Than whitewash For whitewash large trees we have long used special brushes made from washcloths. But in recent years, gardeners are increasingly using either a synthetic brush of the same shape, or painting a centrifugal or ceiling brushes. These brushes are comfortable to work, they quickly and equally well probailout and smooth, and the rough surface of tree trunks.
And young trees it is convenient to whiten the flat hammers finishing a brush. A little longer than round, but the expense of whitewashing less.
By the way, our gardeners are great inventors and innovators. They came up with to whitewash the old large trees with a rough bark, linked with 3-4 flat brushes , convenient and provalivaetsja great.

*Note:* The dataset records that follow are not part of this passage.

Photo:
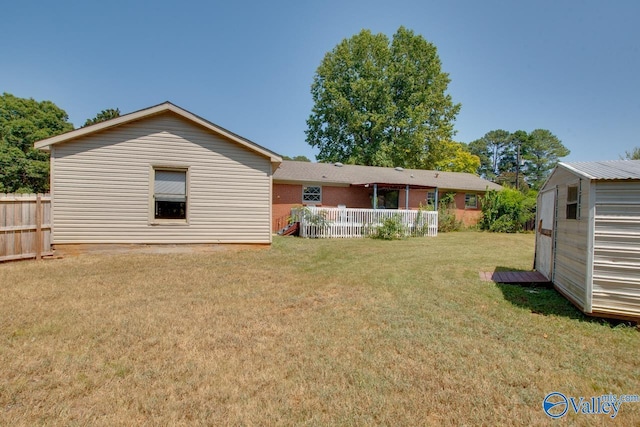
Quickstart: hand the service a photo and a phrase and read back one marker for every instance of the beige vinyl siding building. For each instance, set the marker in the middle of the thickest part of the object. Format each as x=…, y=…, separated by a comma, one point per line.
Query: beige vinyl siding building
x=160, y=175
x=588, y=235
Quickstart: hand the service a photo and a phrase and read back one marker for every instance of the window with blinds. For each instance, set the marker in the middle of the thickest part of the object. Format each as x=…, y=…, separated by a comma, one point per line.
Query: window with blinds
x=170, y=194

Some gardeners like to wash the paint rollers. What is linoversace coat cope well with uneven surfaces, and the speed increases.
If the trees in the garden a lot, and they are adults, no brush, no roller, there is not nameless. In this case, the most effective method — wash spray gun-spray gun. And preferably in two layers.
Regardless of the tools, whitewash the trees is necessary only in dry weather. Then the plaster is well dry and will be resistant to precipitation.
The height of a whitewash On what height to whitewash the trees in the garden — the question is not idle. The most common "urban" way — on the same height of 1-1,2 meters — it is purely for beauty. The benefits of such whitewash a little: monotony illiterate and about height restrictions do not read.
Conventionally considered sufficient whitewashing of the tree according to the following formula: all trunks + 1/3 the length of the lower skeletal branches. For adult trees (again averaged effective) pobelochnye height is considered to be 1.5-1.8 m, and experienced growers generally try their Pets whitewash as high as possible — up to 2 meters or more.
Not uncommon already, and garden plots, where fruit trees adorn the white lime attire to the tops. It turns out, as in sports — to win those who whitewash higher, stronger and whiter.
And in this video Mr Krylovich shares his long-tested recipe and method of whitewash
If your trees are still standing sad and neglected, we hope this material will convince you in a Sunny clear day to get out of town with a supply of brushes, garden pitch and a bucket of lime. The joy of the garden, which will definitely repay you in the same coin — the cool greenery in hot summer days, beautiful blooms and a rich harvest.